Yargıtay 20. Hukuk Dairesi 2017/4994 Esas 2017/4458 Karar Sayılı İlamı

Abaküs Yazılım
20. Hukuk Dairesi
Esas No: 2017/4994
Karar No: 2017/4458
Karar Tarihi: 16.05.2017

Yargıtay 20. Hukuk Dairesi 2017/4994 Esas 2017/4458 Karar Sayılı İlamı

Özet:

Bu mahkeme kararı, bir taşınmaz satış sözleşmesinden kaynaklanan tazminat davasına ilişkindir. Davanın görevsizlik gerekçesiyle Asliye Hukuk ve Tüketici Mahkemesi tarafından reddedildiği belirtilmektedir.
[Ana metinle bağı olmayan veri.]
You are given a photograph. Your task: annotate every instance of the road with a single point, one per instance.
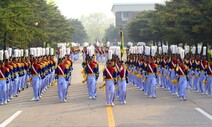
(165, 111)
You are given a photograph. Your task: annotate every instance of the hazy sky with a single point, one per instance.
(76, 8)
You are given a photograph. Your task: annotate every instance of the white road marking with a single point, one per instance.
(10, 119)
(204, 113)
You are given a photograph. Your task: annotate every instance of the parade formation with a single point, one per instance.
(173, 68)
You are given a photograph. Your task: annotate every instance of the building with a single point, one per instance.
(126, 12)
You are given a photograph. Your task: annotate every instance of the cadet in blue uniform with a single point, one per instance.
(4, 80)
(122, 81)
(61, 75)
(109, 75)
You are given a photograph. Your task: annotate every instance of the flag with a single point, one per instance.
(122, 43)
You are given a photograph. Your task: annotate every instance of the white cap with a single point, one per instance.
(47, 51)
(52, 52)
(140, 49)
(160, 50)
(97, 44)
(199, 48)
(119, 43)
(43, 51)
(187, 49)
(117, 50)
(193, 50)
(165, 49)
(101, 45)
(26, 52)
(147, 50)
(1, 55)
(204, 51)
(22, 53)
(68, 50)
(182, 53)
(10, 52)
(110, 54)
(173, 49)
(153, 50)
(85, 44)
(108, 44)
(6, 54)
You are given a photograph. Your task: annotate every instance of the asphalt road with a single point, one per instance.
(165, 111)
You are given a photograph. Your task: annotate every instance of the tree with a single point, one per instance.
(26, 23)
(79, 35)
(111, 34)
(95, 25)
(178, 21)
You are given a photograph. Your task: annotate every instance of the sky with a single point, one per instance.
(76, 8)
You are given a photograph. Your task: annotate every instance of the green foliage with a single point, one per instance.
(80, 34)
(112, 34)
(95, 25)
(26, 23)
(178, 21)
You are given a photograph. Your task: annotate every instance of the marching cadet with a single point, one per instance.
(61, 76)
(164, 67)
(172, 65)
(203, 66)
(97, 51)
(208, 79)
(159, 69)
(84, 50)
(14, 63)
(36, 74)
(192, 69)
(70, 63)
(181, 70)
(106, 50)
(53, 65)
(109, 76)
(4, 79)
(91, 70)
(27, 66)
(140, 68)
(9, 92)
(151, 69)
(122, 81)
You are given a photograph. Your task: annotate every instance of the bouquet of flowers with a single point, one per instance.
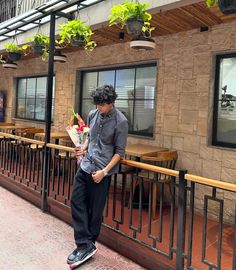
(78, 133)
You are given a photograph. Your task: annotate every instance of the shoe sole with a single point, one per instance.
(74, 265)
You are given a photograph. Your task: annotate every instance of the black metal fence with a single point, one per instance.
(177, 231)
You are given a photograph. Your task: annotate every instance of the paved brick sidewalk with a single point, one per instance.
(32, 240)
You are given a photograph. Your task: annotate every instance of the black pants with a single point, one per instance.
(87, 204)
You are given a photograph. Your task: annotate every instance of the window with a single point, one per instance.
(224, 119)
(31, 98)
(135, 86)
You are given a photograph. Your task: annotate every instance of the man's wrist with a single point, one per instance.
(105, 172)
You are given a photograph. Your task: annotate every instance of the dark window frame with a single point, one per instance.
(17, 98)
(216, 142)
(80, 75)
Tüketici Mahkemesi, davacının halefiyet ilkesi gereğince davalı şirketten talepte bulunup bulanmayacağına dair değerlendirmenin genel yetkili Diyarbakır Asliye Hukuk Mahkemelerince yapılması gerektiği nedeniyle görevsizlik kararı vermiştir. Mahkeme kararında, 4077 sayılı Tüketicinin Korunması Hakkında Kanun'un amacının mal ve hizmet piyasasında tüketici işlemlerini kapsadığı belirtilerek, davanın genel mahkemelerde görülüp sonuçlandırılması gerektiği ifade edilmiştir. Kararda geçen kanun maddeleri şunlardır: 4077 sayılı Tüketicinin Korunması Hakkında Kanun'un Amaç başlıklı 1. maddesi, kapsam başlıklı 2. maddesi ve 3. maddesi.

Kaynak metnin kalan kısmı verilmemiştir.